1. We don’t have the experience we intend to when our attention is elsewhere.

“Let’s say you and I schedule a lunch date to get to know one another, and I spend the majority of my time tending to other business on my phone, which prompts you to pull out your own phone. By the time the lunch is over, we have barely spoken to one another, which is not what we intended when we planned to get together. It doesn’t change the fact that the time passed. We set aside the time and the time passed, so we managed our time but it wasn’t what we expected it to be because our attention wasn’t there.”

2. We can’t complete our tasks very well when our attention keeps switching.

“You can say you’re going to start working on an article at 9 p.m. When that time rolls around, you decide you want to do some more research, so you hop online and find an article, which leads to another article and, before you know it, you’re watching cat videos. It’s very difficult to maintain your focus on the task at hand if you are also doing other things. When you’re task switching, you’re spending a couple minutes on small tasks, such as answering a text message or responding to an email, before returning to your original task. Theoretically, at 9 p.m., you still started your task, but you didn’t really get anything done. When we task switch, things take longer and the mistakes are higher because our attention is diverted to multiple places.”

3. Time management is primarily about a calendar and a clock.

“Time management says if you really want to do something, make an appointment on your calendar. If it’s on your calendar, then you’re serious and you’ll definitely do it. If that were true, we’d all be rich and skinny. The truth is the first person anyone makes an appointment with is themselves. It doesn’t matter if you put it on your calendar because ‘managing’ your time isn’t so relevant anymore. We have the internet in our pocket, and any whim, we can indulge with the touch of an app. Your only defense is your ability to control your attention, not a simple reminder on your calendar.”

4. Attention management is a critical skill against modern technology.

“Technology developers are actively working to manipulate your behavior, to steal your attention. It doesn’t make them bad or evil; it’s their job. But they are all sitting around saying, ‘How can we get people to interact with the app more often or stay on the website longer?’ Every market in the world is studying all the different ways to use your own psychology against you. We’ve been conditioned into this state of constant distraction, so in the absence of constant distraction, we’re actually bored and we seek out the distraction. We’ve gotten to the point where doing only one thing at a time is boring. If we lose that control over our attention, we lose control over our behavior and we lose sight of what’s actually important. You have to control your attention to control your life.”

5. Managing our attention helps us become situational learners.
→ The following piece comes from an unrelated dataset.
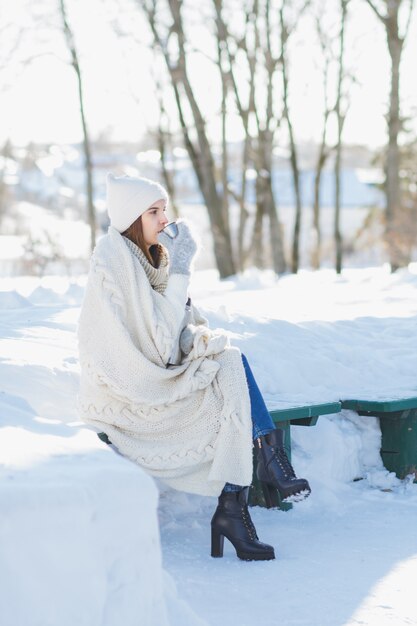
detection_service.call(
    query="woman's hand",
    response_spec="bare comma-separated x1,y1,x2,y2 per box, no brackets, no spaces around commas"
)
158,220,198,275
“First responders and military use this expression of ‘situational learners,’ which means when you arrive on a chaotic scene, you don’t just go running to the first person who catches your attention. You assess the scene, you figure out a plan and then you begin to tackle the problem. That’s required during our days as well because making a list is great until you check your email and your whole list is blown out of the water. You need that situational learning, that attention management, to say, ‘OK, how does this new thing fit into the other stuff I had planned to do today?’ Otherwise, you end up just reacting and the squeakiest wheel might get the grease, but it might not be the most important thing you need to do.”